In the above description, the cam phase (valve timing) or the average value of the correction amount is always calculated.
An average value may be obtained only when there is a cam phase (valve timing) deviation between banks, and a target opening may be corrected according to the cam phase (valve timing) in one bank when there is no deviation. good.

[Brief description of the drawings]

FIG. 1 is a system configuration diagram showing an engine according to an embodiment.

FIG. 2 is a flowchart showing how target opening is corrected in accordance with valve timing.

FIG. 3 is a flowchart showing another example of the target opening correction according to the valve timing.

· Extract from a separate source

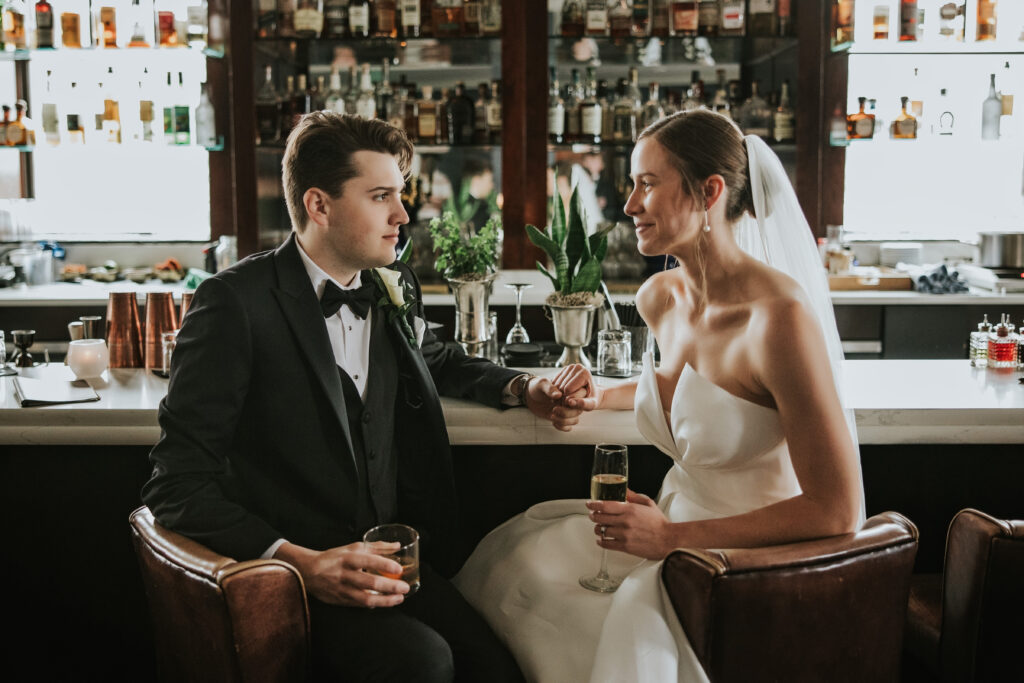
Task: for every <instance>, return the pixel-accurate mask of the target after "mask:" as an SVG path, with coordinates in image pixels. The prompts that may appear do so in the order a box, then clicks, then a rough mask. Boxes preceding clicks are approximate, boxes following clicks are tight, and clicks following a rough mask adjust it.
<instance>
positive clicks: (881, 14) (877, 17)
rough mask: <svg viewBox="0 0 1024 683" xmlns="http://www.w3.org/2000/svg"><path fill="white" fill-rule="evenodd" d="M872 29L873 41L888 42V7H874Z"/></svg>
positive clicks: (883, 5)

FIG. 4 is a diagram showing responsiveness of switching valve timing for each bank.

[Explanation of symbols]

 Reference Signs List 1 engine 1A, 1B bank 2A, 2B variable valve timing mechanism 3 control unit 3A, 3B control solenoid 4A, 4B cam angle sensor 5 crank angle sensor 6 throttle valve 7 motor

Continued on the front page (51) Int.Cl. ⁶ Identification code FI F02D 43/00 301 F02D 43/00 301K 301Z (72) Inventor Hiroshi Iwano 2 Takaracho, Kanagawa-ku, Yokohama-shi, Kanagawa Prefecture Nissan Motor Co., Ltd. (72) Inventor Masayuki Yasuoka 2 Takaracho, Kanagawa-ku, Yokohama, Kanagawa Prefecture Inside Nissan Motor Co., Ltd. (72) Inventor Taiyo 2 Takaracho, Kanagawa-ku, Yokohama City, Kanagawa Prefecture Nissan Motor Co., Ltd.

Claims (3)

[Claims] A variable valve timing mechanism for changing a valve timing according to an operating condition is provided for each bank;
An electronically controlled throttle device for a V-type internal combustion engine that controls a throttle valve opening to a target opening set according to operating conditions, wherein the target opening is corrected according to valve timing by the variable valve timing mechanism. And correcting the target opening in accordance with the average value of the valve timing for each bank.
Electronically controlled throttle device for internal combustion engines. 2. An electronically controlled throttle for a V-type internal combustion engine according to claim 1, wherein an average value of the valve timing for each bank is obtained, and a correction amount of the target opening is set based on the average value. apparatus. 3. The V-type internal combustion engine according to claim 1, wherein a correction amount corresponding to the valve timing is set for each bank, and the target opening is corrected based on an average value of the correction amounts. Electronically controlled throttle device.